The site had been added on to the In Danger list for almost a decade ago due to the threat of irreversible damage from coastal construction and oil exploration.
Seismic testing for oil was permitted just 10km from the site.
Public outcry from Belizeans followed. Local efforts were supported by a collation that included WWF, Oceana, and the Belize Tourism Industry Association.
Over the last 18 months, Belize’s government has put in place protections to secure the Belize Barrier Reef from immediate threats.
Great news! Belize is officially OFF👏 the @UNESCO danger list.— WWF (@WWF) June 26, 2018
Take a look at the milestones that we’ve achieved in Belize! None of this would have been possible without your support and commitment to #SaveOurHeritage pic.twitter.com/RNxH19j3GT
A landmark moratorium on oil exploration was adopted in December 2017, making Belize one of only three countries in the world with such legislation
Additionally, in June this year, the government put into place critical regulations to protect the country's mangroves and committed to legislate the current voluntary moratorium on selling the public lands within the World Heritage site.

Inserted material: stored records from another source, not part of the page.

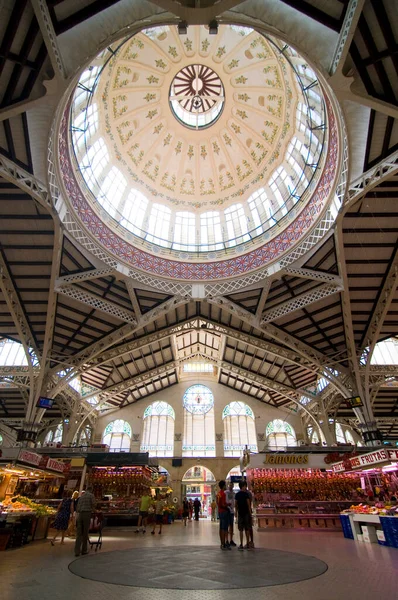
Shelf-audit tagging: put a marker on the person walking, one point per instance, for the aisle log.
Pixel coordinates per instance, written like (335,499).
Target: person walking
(243,510)
(85,507)
(63,517)
(158,516)
(213,510)
(185,510)
(145,503)
(196,508)
(190,504)
(230,496)
(223,514)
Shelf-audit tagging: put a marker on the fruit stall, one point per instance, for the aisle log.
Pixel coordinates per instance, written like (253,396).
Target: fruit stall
(294,490)
(22,521)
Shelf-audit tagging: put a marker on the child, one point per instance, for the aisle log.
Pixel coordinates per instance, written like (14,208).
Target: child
(159,508)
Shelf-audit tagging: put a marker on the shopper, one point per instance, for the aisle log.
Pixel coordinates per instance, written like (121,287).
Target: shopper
(223,514)
(213,510)
(185,510)
(230,496)
(85,507)
(196,507)
(243,510)
(160,504)
(146,500)
(72,523)
(190,509)
(63,517)
(251,535)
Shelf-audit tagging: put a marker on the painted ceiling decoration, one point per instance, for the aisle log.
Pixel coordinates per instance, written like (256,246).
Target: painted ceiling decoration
(199,148)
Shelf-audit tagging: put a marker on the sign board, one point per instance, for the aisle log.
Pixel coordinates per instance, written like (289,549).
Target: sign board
(55,465)
(365,460)
(286,460)
(117,459)
(31,458)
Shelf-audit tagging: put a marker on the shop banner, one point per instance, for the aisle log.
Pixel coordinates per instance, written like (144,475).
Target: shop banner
(365,460)
(31,458)
(285,460)
(55,465)
(393,454)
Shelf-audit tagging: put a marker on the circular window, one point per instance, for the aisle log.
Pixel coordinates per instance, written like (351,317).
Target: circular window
(198,399)
(197,96)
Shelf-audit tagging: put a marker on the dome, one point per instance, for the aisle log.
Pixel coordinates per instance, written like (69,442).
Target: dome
(199,148)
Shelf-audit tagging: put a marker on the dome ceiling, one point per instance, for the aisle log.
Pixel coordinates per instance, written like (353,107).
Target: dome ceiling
(199,148)
(146,102)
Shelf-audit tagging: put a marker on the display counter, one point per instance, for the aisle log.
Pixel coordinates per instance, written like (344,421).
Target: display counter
(301,515)
(371,528)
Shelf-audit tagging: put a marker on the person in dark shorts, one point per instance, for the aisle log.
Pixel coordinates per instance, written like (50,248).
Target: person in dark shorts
(223,513)
(145,503)
(243,510)
(185,510)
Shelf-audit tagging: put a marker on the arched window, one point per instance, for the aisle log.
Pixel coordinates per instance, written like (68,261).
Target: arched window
(158,430)
(199,434)
(54,436)
(239,429)
(340,438)
(117,436)
(280,434)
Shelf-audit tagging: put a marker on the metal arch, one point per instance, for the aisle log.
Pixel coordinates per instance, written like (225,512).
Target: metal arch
(289,306)
(369,180)
(26,182)
(18,316)
(97,303)
(85,276)
(314,361)
(353,13)
(77,362)
(366,413)
(49,330)
(50,38)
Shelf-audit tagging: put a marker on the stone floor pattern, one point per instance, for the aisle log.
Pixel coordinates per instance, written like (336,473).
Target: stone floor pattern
(355,571)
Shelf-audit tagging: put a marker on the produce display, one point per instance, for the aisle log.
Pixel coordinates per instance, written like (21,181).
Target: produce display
(303,485)
(21,504)
(120,483)
(378,509)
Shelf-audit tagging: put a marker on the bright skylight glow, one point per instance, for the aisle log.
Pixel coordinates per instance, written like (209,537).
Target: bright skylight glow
(179,230)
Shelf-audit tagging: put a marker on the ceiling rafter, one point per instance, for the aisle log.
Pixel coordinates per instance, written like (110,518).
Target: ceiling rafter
(97,302)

Marco Lambertini, Director General of WWF-International, said “We have seen an incredible turnaround from when the reef was being threatened by seismic testing for oil just eighteen months ago. Belizeans stood up to protect their reef, with hundreds of thousands more globally joining the campaign to save our shared heritage. In taking swift collaborative action, Belize has shown that it is possible to reverse nature loss and create a sustainable future.”